High-dimensional data — Thousands of genes, few samples. ML handles this with regularization and feature selection.
Biological validation — Checking if ML results make biological sense. Your domain expertise IS the validation.

Week 8

Deep Learning & Cell Image Analysis

Done

Goal: Understand deep learning conceptually and build a cell image classifier using transfer learning. Know when DL is appropriate vs. overkill.

Learning: Deep Learning Demystified (1 hr)

Watch 3Blue1Brown Neural Networks videos 1-4 (~60 min). Best visual DL explanation available.

Architecture	Good For	Bio Example
CNN	Images, sequences	Cell classification, motif detection
Transformer	Sequences, language	AlphaFold, ESM-2, scGPT
GNN	Molecular graphs	Drug-target interaction
VAE	Generation, compression	Single-cell analysis, molecule design

When DL makes sense: Large datasets (>10K) OR transfer learning, complex inputs (images, sequences, graphs). When it doesn't: Small tabular data (use XGBoost), when interpretability matters for regulatory, when a simple model gets 90% there.

Project: Cell Phenotype Classifier

GitHub repo: cell-phenotype-classifier

Dataset: Broad Bioimage Benchmark Collection — BBBC021 (MCF-7 cells, compound-treated, fluorescence images with phenotype labels) or BBBC038 (nuclei segmentation).

What to build:

Download cell images with treatment labels from BBBC
Fine-tune a pre-trained CNN (ResNet18) on cell images
Classify cells by treatment condition or phenotype
GradCAM visualization — what does the model "see"?
Compare: does the CNN find the same features a biologist would?

Bio-Specific Prompts

Download BBBC021 dataset images. Load them with their treatment labels. Show 3 example images per treatment condition side by side. Resize to 224x224 for the model. Apply standard ImageNet normalization.

Fine-tune a pre-trained ResNet18 to classify cell images by treatment. Freeze all layers except the final FC layer. Use data augmentation (random flips, rotation, brightness). Train 10 epochs with early stopping on validation loss. Plot train/val accuracy and loss curves.

Apply GradCAM to the trained model. Show original image alongside GradCAM heatmap for 5 correct and 5 misclassified examples. What cellular features is the model focusing on? Are they biologically meaningful (nucleus shape, organelle distribution, cell morphology)?
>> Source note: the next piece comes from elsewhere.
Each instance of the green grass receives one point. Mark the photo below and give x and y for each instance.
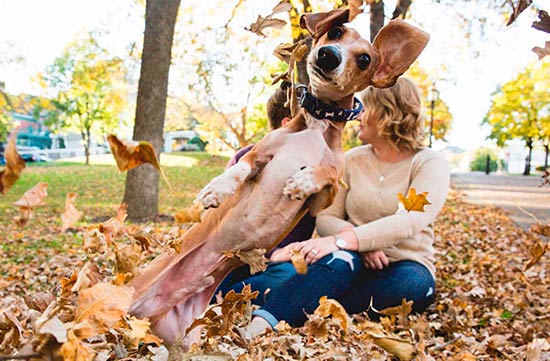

ML Concepts You'll Pick Up

Transfer learning in practice — A ResNet trained on natural images works for cells because low-level features (edges, textures) transfer across domains.
Fine-tuning — Freeze base, retrain top layers. This is how most biotech DL works in practice.
Explainability (GradCAM) — Seeing what the model "sees" builds trust and reveals biology.
Data augmentation — Artificially expanding your dataset with transformations. Essential when labeled bio images are scarce.